When I set out for Africa as a young adult some 38 years ago, the telephone, when you could find it, was prohibitively expensive except in life and death situations (and yes, my mother used it to call me when my father died and I needed to return home for his funeral). Otherwise, you might use a telegram (I received my job offer locally that way) or most commonly, you would put a written letter in the mail and hope it reached its destination several weeks later.

There were news wire services, of course, but these were also cumbersome and expensive and most people at the receiving destination would only receive a sliver of selected stories from their local media. (This was part of my job at the Bulawayo Chronicle — I reviewed wire stories, edited out names like “Robert Mugabe” and “Joshua Nkomo” and if the topics were sensitive, we would send the copy to military censors — at least before there was a ceasefire, settlement, and the British arrived to resume colonial authority in the transition to?Zimbabwe’s independence.)

In other words, personal one-on-one communication was scarce, expensive, slow and difficult. And communication through intermediaries, such as the media, was somewhat faster, but definitely curated and provided through gateholder services.

Compare things today.
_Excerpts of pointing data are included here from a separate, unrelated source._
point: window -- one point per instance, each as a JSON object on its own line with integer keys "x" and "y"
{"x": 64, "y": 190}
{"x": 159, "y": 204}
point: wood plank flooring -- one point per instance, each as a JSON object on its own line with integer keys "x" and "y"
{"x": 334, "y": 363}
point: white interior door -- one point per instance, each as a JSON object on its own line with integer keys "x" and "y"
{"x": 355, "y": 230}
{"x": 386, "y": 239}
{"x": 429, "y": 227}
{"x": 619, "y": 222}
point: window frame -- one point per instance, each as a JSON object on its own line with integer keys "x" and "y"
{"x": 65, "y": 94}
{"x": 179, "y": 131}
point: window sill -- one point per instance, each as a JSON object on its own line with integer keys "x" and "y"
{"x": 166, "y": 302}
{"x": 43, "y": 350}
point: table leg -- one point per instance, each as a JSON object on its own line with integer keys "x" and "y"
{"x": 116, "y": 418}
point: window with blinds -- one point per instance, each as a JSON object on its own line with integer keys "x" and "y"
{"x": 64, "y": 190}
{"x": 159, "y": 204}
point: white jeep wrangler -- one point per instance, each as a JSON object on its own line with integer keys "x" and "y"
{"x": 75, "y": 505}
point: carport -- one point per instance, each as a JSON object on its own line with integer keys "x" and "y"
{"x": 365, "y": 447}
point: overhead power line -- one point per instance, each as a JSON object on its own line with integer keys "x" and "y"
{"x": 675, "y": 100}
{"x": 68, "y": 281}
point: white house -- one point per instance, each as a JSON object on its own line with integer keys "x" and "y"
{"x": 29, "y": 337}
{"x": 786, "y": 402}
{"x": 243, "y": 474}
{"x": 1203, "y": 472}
You can send a text instantaneously, converse via video link within seconds, and sort through any number of personal and media sources with seemingly limitless content. There are perhaps a few places where this communication isn’t so easy or cheap — but even the most remote places in the world now have cellular or satellite phone links, and the communal solar-powered?cell phone in third-world villages serves the purposes of a telegraph station for people who would have been totally out of touch with the rest of the world previously.

This increased and improved communication comes at a cost, of course. I think there were some real advantages for my personal development and growth into adulthood to be truly disconnected from my parents and siblings. Half way around the world some decades ago, I needed to think for myself and find my own way. But I doubt most of us would want to go back to the olden days.
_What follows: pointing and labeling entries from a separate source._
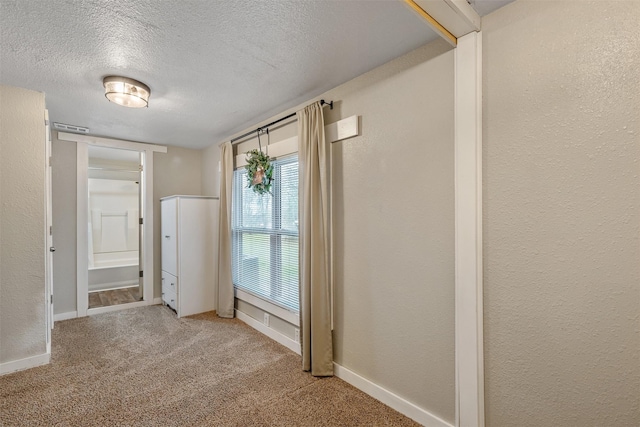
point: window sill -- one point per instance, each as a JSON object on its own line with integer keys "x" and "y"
{"x": 284, "y": 314}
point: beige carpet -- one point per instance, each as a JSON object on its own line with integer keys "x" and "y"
{"x": 145, "y": 367}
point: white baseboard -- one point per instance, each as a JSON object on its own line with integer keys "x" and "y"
{"x": 271, "y": 333}
{"x": 26, "y": 363}
{"x": 65, "y": 316}
{"x": 389, "y": 398}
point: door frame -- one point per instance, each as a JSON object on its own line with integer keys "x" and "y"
{"x": 48, "y": 231}
{"x": 82, "y": 160}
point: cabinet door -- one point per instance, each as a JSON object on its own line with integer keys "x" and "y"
{"x": 169, "y": 235}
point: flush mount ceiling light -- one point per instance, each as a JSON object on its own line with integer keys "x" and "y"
{"x": 126, "y": 92}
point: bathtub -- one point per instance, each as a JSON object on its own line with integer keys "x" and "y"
{"x": 113, "y": 270}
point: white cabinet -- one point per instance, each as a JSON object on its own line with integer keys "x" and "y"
{"x": 189, "y": 253}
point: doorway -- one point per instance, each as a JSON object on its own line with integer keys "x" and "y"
{"x": 146, "y": 237}
{"x": 114, "y": 229}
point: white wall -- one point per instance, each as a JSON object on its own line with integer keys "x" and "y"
{"x": 561, "y": 213}
{"x": 22, "y": 224}
{"x": 394, "y": 228}
{"x": 63, "y": 176}
{"x": 210, "y": 172}
{"x": 179, "y": 171}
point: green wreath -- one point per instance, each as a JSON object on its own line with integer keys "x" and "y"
{"x": 259, "y": 172}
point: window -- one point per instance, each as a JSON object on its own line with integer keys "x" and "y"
{"x": 265, "y": 236}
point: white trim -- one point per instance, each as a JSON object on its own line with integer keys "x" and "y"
{"x": 65, "y": 316}
{"x": 282, "y": 313}
{"x": 389, "y": 398}
{"x": 82, "y": 225}
{"x": 118, "y": 307}
{"x": 109, "y": 142}
{"x": 468, "y": 234}
{"x": 26, "y": 363}
{"x": 271, "y": 333}
{"x": 83, "y": 220}
{"x": 457, "y": 16}
{"x": 147, "y": 227}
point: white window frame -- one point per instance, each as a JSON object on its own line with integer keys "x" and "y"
{"x": 280, "y": 149}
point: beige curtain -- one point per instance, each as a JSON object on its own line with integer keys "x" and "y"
{"x": 225, "y": 281}
{"x": 315, "y": 292}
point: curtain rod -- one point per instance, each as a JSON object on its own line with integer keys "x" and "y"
{"x": 322, "y": 102}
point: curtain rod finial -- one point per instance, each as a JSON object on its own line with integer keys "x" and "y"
{"x": 330, "y": 104}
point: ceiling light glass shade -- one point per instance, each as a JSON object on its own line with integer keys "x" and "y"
{"x": 126, "y": 92}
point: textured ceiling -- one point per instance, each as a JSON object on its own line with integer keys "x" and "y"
{"x": 214, "y": 67}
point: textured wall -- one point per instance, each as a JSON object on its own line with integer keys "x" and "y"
{"x": 22, "y": 224}
{"x": 179, "y": 171}
{"x": 561, "y": 204}
{"x": 64, "y": 165}
{"x": 393, "y": 227}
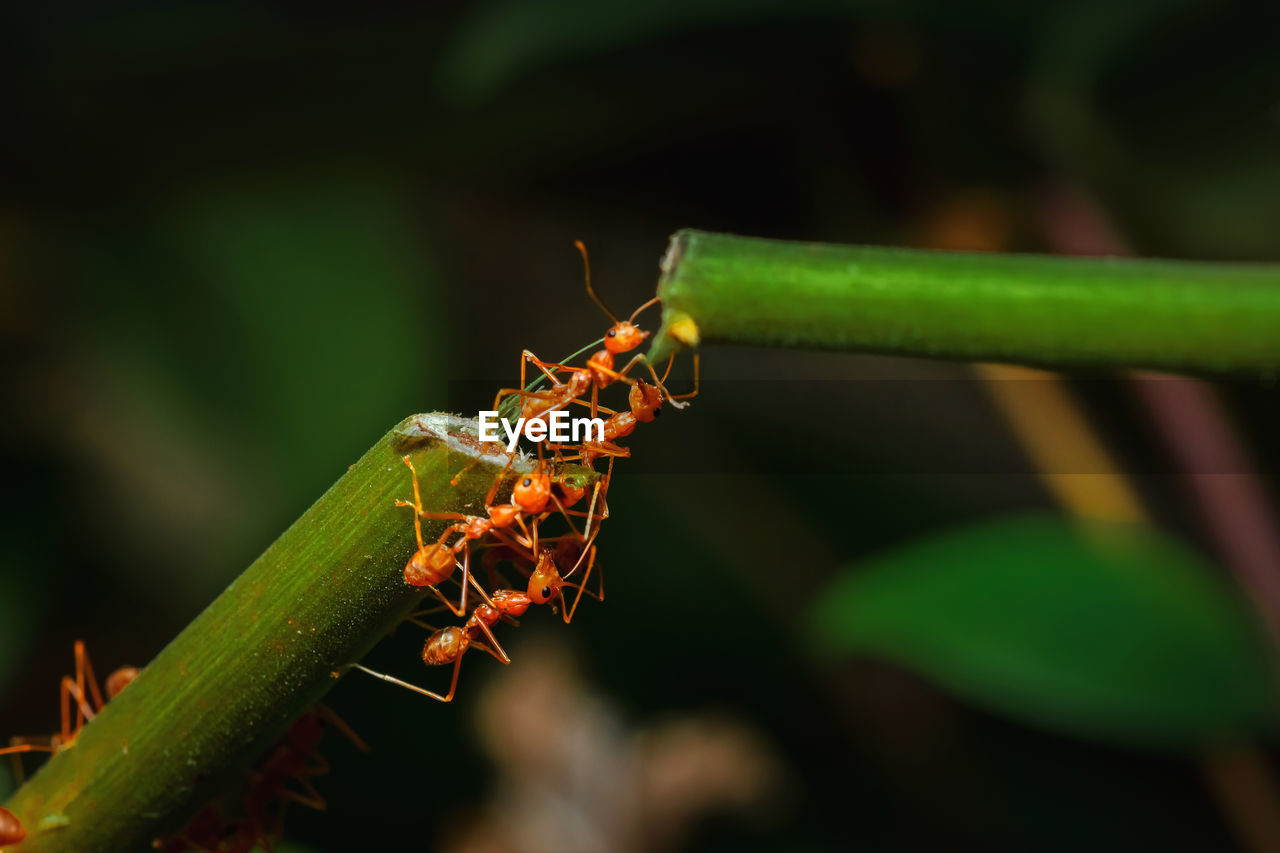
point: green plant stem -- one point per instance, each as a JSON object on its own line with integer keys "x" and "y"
{"x": 260, "y": 655}
{"x": 1043, "y": 310}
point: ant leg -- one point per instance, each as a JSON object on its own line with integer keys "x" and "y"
{"x": 392, "y": 679}
{"x": 653, "y": 373}
{"x": 17, "y": 748}
{"x": 68, "y": 690}
{"x": 694, "y": 392}
{"x": 82, "y": 658}
{"x": 581, "y": 584}
{"x": 497, "y": 651}
{"x": 502, "y": 475}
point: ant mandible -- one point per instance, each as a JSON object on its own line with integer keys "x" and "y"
{"x": 88, "y": 701}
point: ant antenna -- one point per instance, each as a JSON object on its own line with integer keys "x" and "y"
{"x": 586, "y": 272}
{"x": 636, "y": 313}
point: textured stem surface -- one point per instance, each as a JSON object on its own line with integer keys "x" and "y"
{"x": 261, "y": 653}
{"x": 1045, "y": 310}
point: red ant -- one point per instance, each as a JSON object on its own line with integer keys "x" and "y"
{"x": 645, "y": 406}
{"x": 433, "y": 564}
{"x": 10, "y": 828}
{"x": 624, "y": 336}
{"x": 448, "y": 644}
{"x": 87, "y": 706}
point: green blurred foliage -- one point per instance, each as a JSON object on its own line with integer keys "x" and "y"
{"x": 1097, "y": 630}
{"x": 238, "y": 241}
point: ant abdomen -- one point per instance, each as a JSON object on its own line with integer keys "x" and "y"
{"x": 429, "y": 566}
{"x": 446, "y": 646}
{"x": 10, "y": 828}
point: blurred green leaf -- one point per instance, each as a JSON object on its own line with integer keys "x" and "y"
{"x": 506, "y": 39}
{"x": 1098, "y": 630}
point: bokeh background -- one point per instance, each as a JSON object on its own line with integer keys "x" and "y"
{"x": 238, "y": 241}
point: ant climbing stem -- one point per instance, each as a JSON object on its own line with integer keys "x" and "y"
{"x": 81, "y": 690}
{"x": 433, "y": 564}
{"x": 448, "y": 644}
{"x": 624, "y": 336}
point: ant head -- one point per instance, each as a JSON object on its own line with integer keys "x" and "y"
{"x": 511, "y": 602}
{"x": 533, "y": 491}
{"x": 503, "y": 515}
{"x": 624, "y": 336}
{"x": 645, "y": 401}
{"x": 544, "y": 582}
{"x": 120, "y": 679}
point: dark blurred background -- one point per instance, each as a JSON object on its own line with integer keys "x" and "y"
{"x": 240, "y": 241}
It also redefines our marketing approaches and models.

For example, certainly great word-of-mouth remains the best business tool available for building your business reputation, but today, the positive or negative feedback is virtually instantaneous, and it can extend far beyond the immediate circles who might care the most (and for them, it is magnified with impact and responsiveness through social media.) So if you screw up, you will find the bad news spreads really rapidly.

Conventional gate-keeper media has also become less important as you develop your own focused communication and narrow-casting capacities. You can set and control your webpage and social media content and you don’t have to receive?permission from a publisher or television network to produce your own book or video.

These factors also make it more challenging if you wish?to scale the summit by accessing media/influencers and plugging into the gatekeepers.

There is some good news for traditionalists in all of this change. The foundations really haven’t changed that much. The basics about how to create and nurture great word of mouth reputations are still the same. Cultures and values, while easier to access, remain quite traditional. The diversity of the world is simply easier and quicker to access, which means I can hardly wait for the year to roll around and for us to be exploring in Africa.